Boeing 737, należący do mającej problemy finansowe linii lotniczej Aerosvit, został aresztowany na warszawskim lotnisku im. Fryderyka Chopina. Osoby, które miały nim odlecieć, zostały przetransportowane do hotelu.
Zdarzenie miało miejsce po tym, jak
Aerosvit złożył wniosek o upadłość. Linia boryka się bowiem z gigantycznymi długami, sięgającymi 1,5 mld złotych.

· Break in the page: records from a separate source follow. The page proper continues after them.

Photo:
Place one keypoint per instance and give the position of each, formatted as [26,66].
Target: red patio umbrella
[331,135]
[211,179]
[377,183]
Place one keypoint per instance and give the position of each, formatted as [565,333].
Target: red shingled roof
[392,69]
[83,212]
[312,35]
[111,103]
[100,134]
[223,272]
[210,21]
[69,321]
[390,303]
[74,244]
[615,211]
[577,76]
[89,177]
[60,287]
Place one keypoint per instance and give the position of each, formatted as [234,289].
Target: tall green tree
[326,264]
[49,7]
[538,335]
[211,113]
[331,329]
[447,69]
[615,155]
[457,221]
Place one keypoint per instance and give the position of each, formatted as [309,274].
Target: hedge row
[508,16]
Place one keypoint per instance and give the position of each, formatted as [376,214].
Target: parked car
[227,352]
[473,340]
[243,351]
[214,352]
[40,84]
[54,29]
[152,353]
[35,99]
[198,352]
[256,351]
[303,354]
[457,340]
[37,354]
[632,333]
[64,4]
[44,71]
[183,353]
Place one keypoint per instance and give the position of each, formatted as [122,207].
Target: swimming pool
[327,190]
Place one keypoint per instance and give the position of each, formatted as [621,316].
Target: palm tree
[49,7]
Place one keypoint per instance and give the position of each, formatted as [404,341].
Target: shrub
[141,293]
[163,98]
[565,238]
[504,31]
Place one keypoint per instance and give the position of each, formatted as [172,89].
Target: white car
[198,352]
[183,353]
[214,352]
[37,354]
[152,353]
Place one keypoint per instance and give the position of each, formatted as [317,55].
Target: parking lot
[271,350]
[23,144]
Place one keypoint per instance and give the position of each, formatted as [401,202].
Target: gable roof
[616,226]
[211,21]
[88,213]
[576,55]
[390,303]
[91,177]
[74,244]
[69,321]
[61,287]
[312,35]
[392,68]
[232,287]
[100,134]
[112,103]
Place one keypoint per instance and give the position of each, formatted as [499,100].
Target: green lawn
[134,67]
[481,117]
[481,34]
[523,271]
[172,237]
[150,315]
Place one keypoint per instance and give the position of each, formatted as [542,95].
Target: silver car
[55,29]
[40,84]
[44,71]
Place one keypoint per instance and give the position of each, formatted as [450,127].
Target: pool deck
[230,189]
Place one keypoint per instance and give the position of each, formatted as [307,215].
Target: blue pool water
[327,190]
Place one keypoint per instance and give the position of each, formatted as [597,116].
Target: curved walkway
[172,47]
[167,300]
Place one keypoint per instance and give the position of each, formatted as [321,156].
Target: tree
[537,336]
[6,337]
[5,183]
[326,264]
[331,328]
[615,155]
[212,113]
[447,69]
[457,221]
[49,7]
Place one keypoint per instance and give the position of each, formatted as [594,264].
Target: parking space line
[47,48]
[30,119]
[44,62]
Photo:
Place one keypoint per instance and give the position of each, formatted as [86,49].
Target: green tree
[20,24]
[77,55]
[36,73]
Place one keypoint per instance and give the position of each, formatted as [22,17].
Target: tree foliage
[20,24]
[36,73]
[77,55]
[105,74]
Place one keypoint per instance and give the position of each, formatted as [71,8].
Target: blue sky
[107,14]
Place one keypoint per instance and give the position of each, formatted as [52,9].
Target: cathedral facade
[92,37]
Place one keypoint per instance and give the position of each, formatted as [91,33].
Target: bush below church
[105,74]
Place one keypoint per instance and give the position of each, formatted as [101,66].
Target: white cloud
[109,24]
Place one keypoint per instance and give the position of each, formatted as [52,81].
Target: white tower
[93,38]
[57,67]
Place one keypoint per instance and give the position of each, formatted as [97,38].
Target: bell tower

Jak nie trudno domyśleć się, samolot został zaaresztowany na poczet długów, które Aerosvit ma w stosunku do portu lotniczego im. Fryderyka Chopina w Warszawie. Ile wynoszą zaległości? Oficjalnie nie wiadomo, nieoficjalnie natomiast ma to być kwota około 30 tysięcy dolarów - dowiedziała się „Rzeczpospolita”. Podobne problemy na początku roku Aerosvit miał z lotniskiami Boryspol w Kijowie, oraz Szeremietiewo w Moskwie. Jednak po kilku dniach lotniska te wznowiły obsługę przewoźnika.
Podobne środki zapobiegawcze, jak warszawskie lotnisko, powzięły władze portu lotniczego w Kopenhadze, gdzie także aresztowano jedną z maszyn ukraińskiego przewoźnika.
Co ciekawe, Aerosvit po złożeniu wniosku o upadłość, nadal sprzedaje bilety lotnicze poprzez swoją stronę internetową.